Густенька докуривала цигарку и бросала окурок в поганое ведро. Я распахивал двери, хватал дранку, но никогда не успевал ударить дым, он бесшумно, разом вылетал на улицу. В недоумении я останавливался, глядел в проем двери и спрашивал:
— Он живой, да? Он меня боится?
— Ты хороший мальчик, — хрипло отвечала Густенька и гладила меня по голове.
Она уходила в свою комнату, а я еще долго стоял на кухне и размышлял о живом дыме. Но в один из вечеров, когда дым снова обманул меня, Густенька сказала:
— Табак влажный. Не досушила.
И больше я не видел дымных дворцов и рыцарей. Над Густенькой с тех пор стоял густой и тяжелый смрад.

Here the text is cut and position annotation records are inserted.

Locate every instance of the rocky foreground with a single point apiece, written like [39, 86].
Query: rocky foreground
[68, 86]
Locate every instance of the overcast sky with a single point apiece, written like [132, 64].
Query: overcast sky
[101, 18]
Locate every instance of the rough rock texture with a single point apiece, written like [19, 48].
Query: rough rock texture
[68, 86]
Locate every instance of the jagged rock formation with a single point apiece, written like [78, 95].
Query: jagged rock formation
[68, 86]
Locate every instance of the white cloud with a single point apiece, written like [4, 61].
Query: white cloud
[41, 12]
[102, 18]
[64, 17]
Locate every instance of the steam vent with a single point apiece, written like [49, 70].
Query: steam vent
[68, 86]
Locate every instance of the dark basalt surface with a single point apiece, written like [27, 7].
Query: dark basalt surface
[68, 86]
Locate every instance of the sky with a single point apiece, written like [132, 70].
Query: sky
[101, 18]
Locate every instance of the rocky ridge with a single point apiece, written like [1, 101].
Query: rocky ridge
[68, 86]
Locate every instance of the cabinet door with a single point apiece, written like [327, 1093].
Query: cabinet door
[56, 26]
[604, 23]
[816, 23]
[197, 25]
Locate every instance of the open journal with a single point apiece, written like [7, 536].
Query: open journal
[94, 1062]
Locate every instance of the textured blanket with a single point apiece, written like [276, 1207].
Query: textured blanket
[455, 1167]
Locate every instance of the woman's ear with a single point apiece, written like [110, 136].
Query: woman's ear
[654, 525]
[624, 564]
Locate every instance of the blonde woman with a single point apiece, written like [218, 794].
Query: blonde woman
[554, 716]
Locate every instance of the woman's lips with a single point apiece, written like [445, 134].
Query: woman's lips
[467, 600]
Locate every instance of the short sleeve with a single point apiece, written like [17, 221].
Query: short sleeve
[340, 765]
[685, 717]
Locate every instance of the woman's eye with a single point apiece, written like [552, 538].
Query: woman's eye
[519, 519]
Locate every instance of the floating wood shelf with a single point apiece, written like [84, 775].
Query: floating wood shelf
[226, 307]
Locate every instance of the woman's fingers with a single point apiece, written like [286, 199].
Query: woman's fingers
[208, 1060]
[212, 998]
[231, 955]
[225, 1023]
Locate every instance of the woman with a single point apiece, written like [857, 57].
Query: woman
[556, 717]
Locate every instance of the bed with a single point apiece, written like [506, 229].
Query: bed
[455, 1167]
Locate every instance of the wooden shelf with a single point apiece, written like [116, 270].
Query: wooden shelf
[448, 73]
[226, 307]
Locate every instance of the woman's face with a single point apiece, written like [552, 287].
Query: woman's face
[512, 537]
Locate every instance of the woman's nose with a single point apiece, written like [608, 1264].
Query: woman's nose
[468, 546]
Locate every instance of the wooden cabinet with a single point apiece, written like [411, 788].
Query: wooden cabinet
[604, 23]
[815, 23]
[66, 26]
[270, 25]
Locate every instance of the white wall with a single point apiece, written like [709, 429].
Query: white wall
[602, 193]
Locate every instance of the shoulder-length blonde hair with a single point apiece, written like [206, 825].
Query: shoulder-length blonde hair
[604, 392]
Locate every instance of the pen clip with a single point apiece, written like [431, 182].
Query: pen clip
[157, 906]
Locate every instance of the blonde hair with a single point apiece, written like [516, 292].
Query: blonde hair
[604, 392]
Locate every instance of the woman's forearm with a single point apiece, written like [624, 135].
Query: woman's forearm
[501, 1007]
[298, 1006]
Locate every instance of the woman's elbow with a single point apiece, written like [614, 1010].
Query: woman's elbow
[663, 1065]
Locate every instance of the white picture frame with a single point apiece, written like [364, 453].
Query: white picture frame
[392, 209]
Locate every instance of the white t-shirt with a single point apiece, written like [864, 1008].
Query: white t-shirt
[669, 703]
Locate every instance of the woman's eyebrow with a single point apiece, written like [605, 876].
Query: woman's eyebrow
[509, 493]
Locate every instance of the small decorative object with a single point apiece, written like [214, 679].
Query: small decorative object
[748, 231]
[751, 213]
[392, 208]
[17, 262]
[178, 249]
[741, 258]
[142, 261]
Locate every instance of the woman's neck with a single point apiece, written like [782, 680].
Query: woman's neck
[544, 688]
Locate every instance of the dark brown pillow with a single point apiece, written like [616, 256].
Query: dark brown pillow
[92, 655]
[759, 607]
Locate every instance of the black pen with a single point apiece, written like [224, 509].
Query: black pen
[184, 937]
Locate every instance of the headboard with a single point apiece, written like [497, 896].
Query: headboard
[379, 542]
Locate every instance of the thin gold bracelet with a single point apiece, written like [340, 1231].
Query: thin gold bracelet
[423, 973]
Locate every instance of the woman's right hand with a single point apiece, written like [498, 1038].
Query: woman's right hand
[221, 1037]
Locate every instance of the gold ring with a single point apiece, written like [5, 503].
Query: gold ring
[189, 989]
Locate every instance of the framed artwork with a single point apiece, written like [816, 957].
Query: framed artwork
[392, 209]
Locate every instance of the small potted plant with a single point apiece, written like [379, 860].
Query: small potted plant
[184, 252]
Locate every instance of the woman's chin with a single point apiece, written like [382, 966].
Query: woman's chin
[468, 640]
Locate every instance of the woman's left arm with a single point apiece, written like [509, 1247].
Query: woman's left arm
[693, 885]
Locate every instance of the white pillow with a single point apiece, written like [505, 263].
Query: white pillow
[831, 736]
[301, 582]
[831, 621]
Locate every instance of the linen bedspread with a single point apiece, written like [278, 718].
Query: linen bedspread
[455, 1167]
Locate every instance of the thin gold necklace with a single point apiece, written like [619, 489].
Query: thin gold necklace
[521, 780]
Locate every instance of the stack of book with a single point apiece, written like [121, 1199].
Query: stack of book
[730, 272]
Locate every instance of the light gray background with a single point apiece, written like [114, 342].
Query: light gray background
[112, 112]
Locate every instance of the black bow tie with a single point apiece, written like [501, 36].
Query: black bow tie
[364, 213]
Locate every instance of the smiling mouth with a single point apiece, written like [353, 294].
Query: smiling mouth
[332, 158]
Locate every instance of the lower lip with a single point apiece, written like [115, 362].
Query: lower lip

К нам приехала бабушка, и в комнате сразу стало светло и чисто. Она приехала по первопутку, по первому снегу, на санях-розвальнях с железными полозьями, на могучем сером жеребце в крупных яблоках. Привез ее Васька, младший сын. Он был маленького росточка, но очень широкий и напоминал гриб боровик. Кутя сунулся было к нему, но Васька добродушно сказал:
— Не лезь, шшенок. Шабаркну — костей не соберешь.

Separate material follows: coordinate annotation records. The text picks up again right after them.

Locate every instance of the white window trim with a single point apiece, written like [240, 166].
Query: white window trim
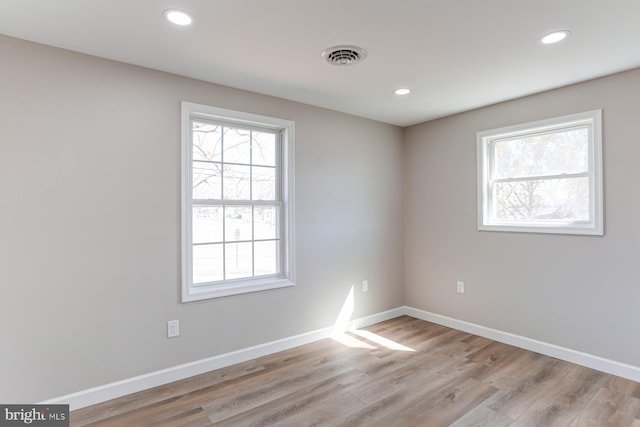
[596, 211]
[239, 286]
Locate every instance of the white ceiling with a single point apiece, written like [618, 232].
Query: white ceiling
[454, 55]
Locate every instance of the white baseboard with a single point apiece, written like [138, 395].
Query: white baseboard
[117, 389]
[595, 362]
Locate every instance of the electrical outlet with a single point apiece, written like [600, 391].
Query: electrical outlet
[173, 328]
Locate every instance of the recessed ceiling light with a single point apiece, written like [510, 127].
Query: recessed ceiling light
[178, 17]
[554, 37]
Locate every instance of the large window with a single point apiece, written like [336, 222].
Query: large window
[543, 177]
[237, 207]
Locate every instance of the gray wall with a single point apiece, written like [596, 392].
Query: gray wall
[574, 291]
[89, 223]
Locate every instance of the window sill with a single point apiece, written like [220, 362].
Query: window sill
[587, 229]
[198, 293]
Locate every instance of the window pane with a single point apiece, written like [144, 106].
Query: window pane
[549, 154]
[237, 145]
[266, 258]
[207, 142]
[207, 263]
[239, 260]
[237, 182]
[238, 225]
[543, 200]
[206, 181]
[265, 222]
[207, 224]
[264, 183]
[264, 149]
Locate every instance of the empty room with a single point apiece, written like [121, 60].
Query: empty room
[409, 213]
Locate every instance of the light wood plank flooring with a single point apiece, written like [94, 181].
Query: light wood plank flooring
[402, 372]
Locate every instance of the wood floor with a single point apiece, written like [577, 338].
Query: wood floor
[402, 372]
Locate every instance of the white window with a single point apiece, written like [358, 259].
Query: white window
[237, 206]
[543, 177]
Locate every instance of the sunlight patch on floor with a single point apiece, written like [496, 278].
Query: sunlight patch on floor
[359, 338]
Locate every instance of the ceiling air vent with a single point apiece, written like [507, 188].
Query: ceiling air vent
[344, 55]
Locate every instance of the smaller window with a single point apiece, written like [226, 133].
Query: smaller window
[542, 177]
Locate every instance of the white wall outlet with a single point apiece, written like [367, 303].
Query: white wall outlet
[173, 328]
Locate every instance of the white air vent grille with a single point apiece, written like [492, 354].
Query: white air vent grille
[344, 55]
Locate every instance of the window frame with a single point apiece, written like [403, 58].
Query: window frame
[592, 120]
[285, 190]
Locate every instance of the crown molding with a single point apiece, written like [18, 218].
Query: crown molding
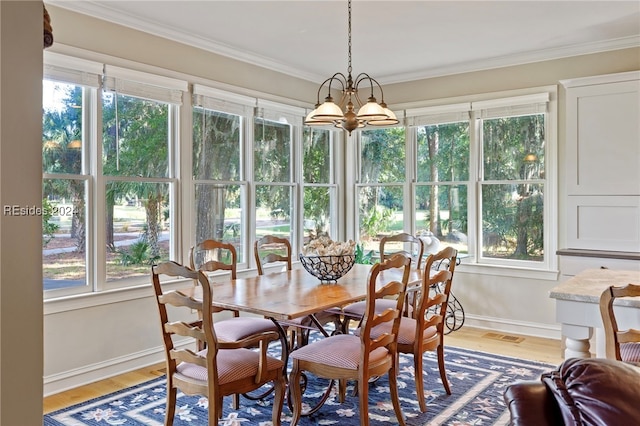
[104, 12]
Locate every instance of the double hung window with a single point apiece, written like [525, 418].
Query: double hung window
[478, 174]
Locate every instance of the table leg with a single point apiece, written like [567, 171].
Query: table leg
[576, 341]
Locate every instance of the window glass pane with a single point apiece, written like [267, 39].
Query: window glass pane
[513, 147]
[135, 136]
[383, 155]
[64, 239]
[137, 233]
[512, 221]
[273, 210]
[443, 152]
[61, 128]
[317, 211]
[380, 212]
[316, 157]
[216, 145]
[219, 214]
[441, 216]
[272, 151]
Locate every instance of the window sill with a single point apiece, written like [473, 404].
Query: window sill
[506, 271]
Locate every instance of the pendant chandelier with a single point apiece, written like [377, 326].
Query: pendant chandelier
[343, 114]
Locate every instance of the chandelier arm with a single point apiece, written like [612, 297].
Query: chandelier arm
[364, 76]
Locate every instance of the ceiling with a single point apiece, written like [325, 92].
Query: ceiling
[392, 41]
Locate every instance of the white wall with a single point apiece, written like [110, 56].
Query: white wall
[121, 333]
[20, 236]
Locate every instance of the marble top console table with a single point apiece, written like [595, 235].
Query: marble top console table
[577, 308]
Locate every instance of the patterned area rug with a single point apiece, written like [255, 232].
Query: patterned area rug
[477, 379]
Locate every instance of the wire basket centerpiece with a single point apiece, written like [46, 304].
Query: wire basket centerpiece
[328, 260]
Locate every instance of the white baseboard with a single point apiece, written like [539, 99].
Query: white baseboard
[92, 373]
[70, 379]
[548, 331]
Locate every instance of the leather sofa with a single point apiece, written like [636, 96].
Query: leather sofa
[581, 392]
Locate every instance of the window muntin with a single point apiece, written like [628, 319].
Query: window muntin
[216, 145]
[447, 205]
[138, 227]
[381, 211]
[219, 214]
[382, 178]
[443, 152]
[382, 155]
[274, 210]
[512, 188]
[220, 197]
[319, 192]
[272, 151]
[135, 136]
[136, 147]
[64, 187]
[442, 161]
[64, 248]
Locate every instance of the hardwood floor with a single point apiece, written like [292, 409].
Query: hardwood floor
[525, 347]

И с этими словами он, крякнув, поднял огромный валун, которым были приперты ворота. Валун, по нашему глубокому убеждению, мог поднять только моряк. Ведь моряки, всем известно, самые сильные на земле люди. Кутя захлопал глазами. А Васька взял под уздцы серого жеребца и завел его во двор. Жеребец грыз удила и бил копытом мерзлую землю.
— Ты, что ль, мой племяш? — спросил Васька.

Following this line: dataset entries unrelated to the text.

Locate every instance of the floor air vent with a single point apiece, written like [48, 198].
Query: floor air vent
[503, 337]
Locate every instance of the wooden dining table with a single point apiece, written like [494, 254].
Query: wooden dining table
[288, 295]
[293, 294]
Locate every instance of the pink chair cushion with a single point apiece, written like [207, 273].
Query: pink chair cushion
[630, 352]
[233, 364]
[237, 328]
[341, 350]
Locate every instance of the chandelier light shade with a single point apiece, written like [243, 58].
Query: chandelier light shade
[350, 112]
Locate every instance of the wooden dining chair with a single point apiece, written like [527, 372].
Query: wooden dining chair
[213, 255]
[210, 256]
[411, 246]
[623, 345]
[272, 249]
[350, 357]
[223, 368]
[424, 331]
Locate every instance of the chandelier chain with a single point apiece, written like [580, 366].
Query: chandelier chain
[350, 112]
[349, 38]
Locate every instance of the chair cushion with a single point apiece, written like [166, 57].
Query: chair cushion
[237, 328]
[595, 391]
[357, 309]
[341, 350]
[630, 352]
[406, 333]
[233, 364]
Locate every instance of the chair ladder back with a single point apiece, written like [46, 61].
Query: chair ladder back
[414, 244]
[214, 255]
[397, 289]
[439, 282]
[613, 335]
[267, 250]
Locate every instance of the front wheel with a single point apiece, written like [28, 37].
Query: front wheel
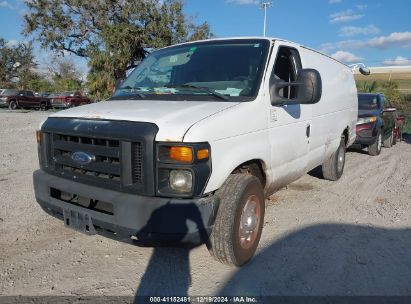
[13, 105]
[390, 140]
[239, 222]
[333, 167]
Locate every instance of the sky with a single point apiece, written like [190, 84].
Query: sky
[375, 32]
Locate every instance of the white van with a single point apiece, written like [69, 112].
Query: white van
[192, 142]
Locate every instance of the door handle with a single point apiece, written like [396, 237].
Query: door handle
[308, 131]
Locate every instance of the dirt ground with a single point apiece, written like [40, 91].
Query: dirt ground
[351, 237]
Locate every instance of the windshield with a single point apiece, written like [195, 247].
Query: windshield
[368, 102]
[230, 70]
[9, 92]
[65, 94]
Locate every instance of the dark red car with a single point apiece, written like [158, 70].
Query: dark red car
[68, 99]
[15, 99]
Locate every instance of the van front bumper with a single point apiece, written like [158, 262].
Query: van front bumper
[141, 220]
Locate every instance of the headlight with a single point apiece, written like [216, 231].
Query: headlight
[365, 120]
[181, 181]
[183, 170]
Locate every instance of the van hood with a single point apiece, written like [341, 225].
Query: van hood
[173, 118]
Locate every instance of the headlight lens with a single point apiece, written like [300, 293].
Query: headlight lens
[364, 120]
[181, 181]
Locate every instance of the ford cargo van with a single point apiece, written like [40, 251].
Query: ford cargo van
[192, 142]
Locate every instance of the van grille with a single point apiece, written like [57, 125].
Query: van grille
[119, 155]
[106, 152]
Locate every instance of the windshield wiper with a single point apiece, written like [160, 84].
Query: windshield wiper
[204, 89]
[128, 88]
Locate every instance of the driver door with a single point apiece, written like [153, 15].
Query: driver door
[289, 124]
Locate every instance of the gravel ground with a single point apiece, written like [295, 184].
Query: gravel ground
[350, 237]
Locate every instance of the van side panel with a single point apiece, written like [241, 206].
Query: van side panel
[337, 109]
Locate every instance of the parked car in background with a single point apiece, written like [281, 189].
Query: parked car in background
[15, 99]
[376, 123]
[43, 94]
[68, 100]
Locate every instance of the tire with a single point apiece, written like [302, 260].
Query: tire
[388, 142]
[43, 107]
[394, 138]
[333, 168]
[13, 105]
[242, 203]
[375, 148]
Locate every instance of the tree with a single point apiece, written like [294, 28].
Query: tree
[390, 90]
[64, 74]
[16, 62]
[114, 35]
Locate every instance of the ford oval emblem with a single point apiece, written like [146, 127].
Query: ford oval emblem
[82, 158]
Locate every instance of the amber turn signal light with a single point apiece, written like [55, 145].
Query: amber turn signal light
[182, 154]
[202, 154]
[38, 136]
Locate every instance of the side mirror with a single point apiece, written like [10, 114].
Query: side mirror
[119, 82]
[308, 88]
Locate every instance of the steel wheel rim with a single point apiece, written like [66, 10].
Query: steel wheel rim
[379, 145]
[340, 159]
[249, 222]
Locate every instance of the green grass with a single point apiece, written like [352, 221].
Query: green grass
[403, 79]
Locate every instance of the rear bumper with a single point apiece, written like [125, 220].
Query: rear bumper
[366, 135]
[60, 106]
[151, 221]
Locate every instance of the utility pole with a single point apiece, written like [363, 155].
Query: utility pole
[264, 5]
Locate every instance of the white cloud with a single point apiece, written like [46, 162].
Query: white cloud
[398, 39]
[348, 31]
[12, 43]
[346, 57]
[361, 7]
[399, 61]
[243, 2]
[344, 16]
[7, 4]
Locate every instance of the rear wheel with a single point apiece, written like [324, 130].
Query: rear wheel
[13, 105]
[390, 140]
[375, 148]
[239, 222]
[333, 168]
[43, 107]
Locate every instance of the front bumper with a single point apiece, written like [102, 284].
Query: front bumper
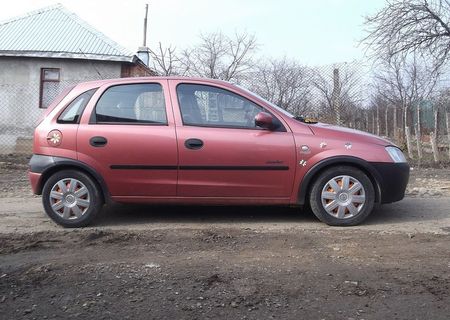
[392, 179]
[35, 179]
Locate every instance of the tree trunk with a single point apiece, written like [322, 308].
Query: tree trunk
[373, 121]
[405, 123]
[447, 122]
[386, 123]
[418, 146]
[408, 142]
[395, 125]
[419, 135]
[434, 147]
[336, 96]
[367, 121]
[378, 120]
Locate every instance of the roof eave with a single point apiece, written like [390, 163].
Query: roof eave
[67, 55]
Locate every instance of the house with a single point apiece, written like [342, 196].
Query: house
[41, 54]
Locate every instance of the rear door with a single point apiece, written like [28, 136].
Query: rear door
[128, 135]
[221, 152]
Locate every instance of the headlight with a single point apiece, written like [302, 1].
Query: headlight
[396, 154]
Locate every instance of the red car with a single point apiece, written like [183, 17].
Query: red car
[184, 141]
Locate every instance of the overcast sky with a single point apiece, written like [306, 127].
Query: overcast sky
[314, 32]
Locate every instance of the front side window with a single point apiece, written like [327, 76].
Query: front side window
[132, 104]
[203, 105]
[50, 86]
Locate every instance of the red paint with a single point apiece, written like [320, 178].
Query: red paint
[163, 146]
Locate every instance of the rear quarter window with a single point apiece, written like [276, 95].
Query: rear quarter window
[72, 113]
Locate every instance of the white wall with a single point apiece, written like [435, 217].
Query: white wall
[19, 90]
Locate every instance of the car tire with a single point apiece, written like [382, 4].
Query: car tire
[71, 198]
[342, 196]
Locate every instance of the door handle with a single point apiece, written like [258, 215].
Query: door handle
[98, 141]
[193, 144]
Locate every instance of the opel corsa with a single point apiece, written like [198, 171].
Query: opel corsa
[185, 141]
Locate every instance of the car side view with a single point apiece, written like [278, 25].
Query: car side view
[177, 140]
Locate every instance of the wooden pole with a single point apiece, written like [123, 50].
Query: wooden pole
[434, 147]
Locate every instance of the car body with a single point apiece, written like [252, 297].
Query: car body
[178, 140]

— Я, — холодея от гордости, что у меня такой сильный дядя, ответил я.
— Здоро́во! — Васька протянул мне руку. — Ну, ничего, ничего… Это… Как его… Не реви. — Я и не думал реветь. — Веди, что ли, в избу, — сказал Васька.
Бабушка и мама, обнявшись, сидели в комнате и плакали.
— Ладно! Ладно! — выкрикивала бабушка. — Не вернешь! Ой, Василий Николаеви-ич… О-ой, родной ты мой! Хорошой! Не нагляделася я на тебя нисколечко-о… — Мать взвыла в голос, но бабушка, заметив нас, толкнула ее в бок. — Ладно, говорю!
Мать вытерла слезы.
— Димку-то как не углядела? — спросила бабушка.
— Разве углядишь? Ведь большой стал.
— Чего пишот-то?
— Еду, мол, в теплушке с солдатами. А куда едет — не написал. С дружком он, с Валькой. Клавди Барабановой сыном. Он его, видно, и сманил.
— Вернется, шишобар, я ему задницу-то заголю, — пригрозила бабушка и громко высморкалась в большой цветастый платок.
Васька стоял у порога, переступая валенками, с которых текла вода.
— Васька! — закричала бабушка. — Пошто катаньки не скидашь?!
— Ничего, — сказала мать. — У нас не ковры. Подотру. Проходи, Вася. Здравствуй.
Васька смутился, вытер рукавом лоб и присел на краешек стула, положив шапку на колени.
— Наташа-то, поди, в садике? — спросила бабушка.
— В садике.
— Теперь можно не водить. Я ведь к тебе, Олюшка, насовсем. Из колхозу меня отпустили. Годами-то я давно поспела. Как получила твою писулинку, так и засобиралась. Коровку продала, овечек Васька прирезал. Мяска тебе привезла. Не оголодуем. Проживем. Ты шибко-то не расстраивайся. Што сделашь? Ничего не сделашь. Не ты одна. К нам в деревню, почитай, никто не придет. Все там легли. Витька Лобастик, ухажер-от твой, тоже погинул. Матери-то писал, увидишь, мол, Олюшку — привет передай. Лидка-то пишот?
— Пишет.
— А Коля?
— Давно ничего не было.
— Может, тоже погинул…
Лида и Коля были бабушкиными детьми. Тетю Лиду я видел один раз, в солдатской форме. Она заехала на грузовике проститься. Веселая, грудастая, красивая, она все время смеялась, шутила, и у нее ярко блестели черные глаза. А Колю я не знал — он уходил на фронт из деревни.
— Васька один в дому остается. За хозяина, — сказала бабушка. — Ума не приложу, што с ним делать! Семнадцатый год пошел, а ростом, гли-ко, чуть поболе Сережи.